Jack Dorsey steps down as CEO of Twitter
For years, Jack Dorsey has been the public face of Twitter, steering it through the controversies of the Trump years and criticism of social media.
Now, he’s stepping down. On Monday, the company announced that Dorsey — who co-founded Twitter — would leave his role, effective immediately, and hand the reins to Parag Agrawal, Twitter’s chief technology officer.
“I’ve decided to leave Twitter because I believe the company is ready to move on from its founders,” Dorsey said in a statement. “My trust in Parag as Twitter’s CEO is deep. His work over the past 10 years has been transformational. I’m deeply grateful for his skill, heart, and soul.”
Dorsey told employees that the decision to leave was his own, and was a “tough one.”
Remember: Dorsey returned to the chief executive role in 2015 to help turn around the social network’s business. During his tenure, Twitter achieved profitability, posted its first $1 billion quarter and began testing and releasing a wide range of features to draw in users.
But like its peers, Twitter has also had to confront the challenge of content moderation, as well as growing scrutiny from lawmakers and the public, my CNN Business colleague Brian Fung notes.
While much smaller than rivals like Facebook, Twitter has been central to debates over the responsibilities of social media platforms to curb hate speech, violent rhetoric and misinformation on their sites.
Dorsey has had to navigate these issues while also serving as CEO of Square, the payments company he co-founded. Activist hedge fund Elliott Management pushed for changes, including possibly removing Dorsey, as recently as last year, but he survived the bid for a shake-up.
Investor insight: Shares of Twitter gained more than 30% from the beginning of 2015 through Friday’s close.

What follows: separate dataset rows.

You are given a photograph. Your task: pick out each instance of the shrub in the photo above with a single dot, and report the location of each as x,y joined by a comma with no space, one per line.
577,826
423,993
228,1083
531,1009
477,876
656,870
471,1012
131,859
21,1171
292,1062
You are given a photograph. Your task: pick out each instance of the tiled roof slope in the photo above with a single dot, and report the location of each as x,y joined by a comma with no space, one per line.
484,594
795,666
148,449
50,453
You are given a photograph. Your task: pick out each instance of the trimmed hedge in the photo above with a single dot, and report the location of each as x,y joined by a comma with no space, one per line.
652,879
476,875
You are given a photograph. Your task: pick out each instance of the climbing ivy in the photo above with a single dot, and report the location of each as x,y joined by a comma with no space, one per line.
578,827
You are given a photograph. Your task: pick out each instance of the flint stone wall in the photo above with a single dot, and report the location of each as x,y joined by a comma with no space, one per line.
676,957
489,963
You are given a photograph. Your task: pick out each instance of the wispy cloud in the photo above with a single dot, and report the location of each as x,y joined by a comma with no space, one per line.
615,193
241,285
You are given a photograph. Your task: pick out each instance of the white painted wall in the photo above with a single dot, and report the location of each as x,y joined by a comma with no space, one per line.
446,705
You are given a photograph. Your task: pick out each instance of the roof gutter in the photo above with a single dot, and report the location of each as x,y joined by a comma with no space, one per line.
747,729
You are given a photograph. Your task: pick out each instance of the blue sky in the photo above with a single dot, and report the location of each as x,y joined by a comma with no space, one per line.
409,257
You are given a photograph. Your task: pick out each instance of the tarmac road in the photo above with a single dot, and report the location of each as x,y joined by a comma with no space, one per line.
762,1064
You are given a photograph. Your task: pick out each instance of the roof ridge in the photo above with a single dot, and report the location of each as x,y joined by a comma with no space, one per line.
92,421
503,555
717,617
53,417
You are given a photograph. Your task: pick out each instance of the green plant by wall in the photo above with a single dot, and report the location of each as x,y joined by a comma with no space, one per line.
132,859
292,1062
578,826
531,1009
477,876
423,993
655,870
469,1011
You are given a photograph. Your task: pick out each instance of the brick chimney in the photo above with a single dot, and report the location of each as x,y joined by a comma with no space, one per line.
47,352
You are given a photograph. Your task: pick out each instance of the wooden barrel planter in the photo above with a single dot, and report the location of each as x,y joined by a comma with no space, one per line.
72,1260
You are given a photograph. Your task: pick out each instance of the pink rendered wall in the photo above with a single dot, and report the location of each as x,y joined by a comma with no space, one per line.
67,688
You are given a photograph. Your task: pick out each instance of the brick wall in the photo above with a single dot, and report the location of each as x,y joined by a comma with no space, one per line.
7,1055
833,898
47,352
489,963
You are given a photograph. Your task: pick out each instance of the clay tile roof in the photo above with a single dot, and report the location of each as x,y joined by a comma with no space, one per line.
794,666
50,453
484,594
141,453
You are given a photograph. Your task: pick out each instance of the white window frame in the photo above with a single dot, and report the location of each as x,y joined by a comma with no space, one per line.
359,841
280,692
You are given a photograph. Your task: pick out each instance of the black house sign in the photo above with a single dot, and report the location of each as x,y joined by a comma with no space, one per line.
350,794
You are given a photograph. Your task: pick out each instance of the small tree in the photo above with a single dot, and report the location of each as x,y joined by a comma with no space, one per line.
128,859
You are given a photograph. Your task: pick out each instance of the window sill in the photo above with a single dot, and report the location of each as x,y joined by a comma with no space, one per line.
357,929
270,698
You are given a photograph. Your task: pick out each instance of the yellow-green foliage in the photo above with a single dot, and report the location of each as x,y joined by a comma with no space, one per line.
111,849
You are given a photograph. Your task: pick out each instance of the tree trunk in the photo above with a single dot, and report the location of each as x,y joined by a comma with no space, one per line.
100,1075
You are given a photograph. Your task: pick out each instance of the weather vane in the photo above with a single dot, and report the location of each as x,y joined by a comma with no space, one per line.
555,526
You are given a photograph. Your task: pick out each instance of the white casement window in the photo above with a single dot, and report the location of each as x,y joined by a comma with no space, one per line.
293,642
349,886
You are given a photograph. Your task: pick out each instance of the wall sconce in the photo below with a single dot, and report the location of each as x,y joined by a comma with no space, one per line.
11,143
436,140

They finished Monday down 2.7%.
Facebook-owner Meta has been ordered to sell Giphy
Meta has been ordered to unwind its recent acquisition of Giphy by regulators worried about the deal’s impact on competitors — a blow to the Facebook owner and a warning to Big Tech as the industry faces antitrust scrutiny.
The latest: The UK’s Competition and Markets Authority said on Tuesday that Meta’s control of the popular search engine for GIFs — short, looping videos and animations — would reduce competition between social media platforms and had already removed one potential rival in the advertising market, my CNN Business colleague Mark Thompson reports.
Facebook, as Meta was then known, bought Giphy, reportedly for $400 million, in 2020. It was intending to integrate the service with Instagram, making it easier for people to find relevant GIFs for their stories and direct messages.
In its announcement of the deal, Facebook had vowed to grant third parties the same level of access to Giphy’s content as before. Less than a month after the acquisition was announced, however, the CMA said it was looking into it.
In its initial findings published in August, the regulator said that Facebook’s control over Giphy could allow it to cut off other social media sites’ access to GIFs. Giphy’s services currently integrate with platforms such as Twitter, Snapchat, Apple’s iMessage and Slack.
Meta said Tuesday it disagreed with the CMA and was considering “all options, including appeal.”
Why it matters: Although far from the largest deal Meta has ever done, the Giphy acquisition is the company’s first high-profile deal that government officials have tried to unwind. Is this a harbinger of more aggressive action to come?
Salesforce reports earnings after US markets close.
- US consumer confidence data for November posts at 10 a.m. ET.
- Treasury Secretary Janet Yellen and Federal Reserve Chair Jerome Powell testify before the Senate Banking Committee at 10 a.m. ET.
Coming tomorrow: Day two of Powell and Yellen’s testimony in front of Congress, this time before the House Financial Services Committee.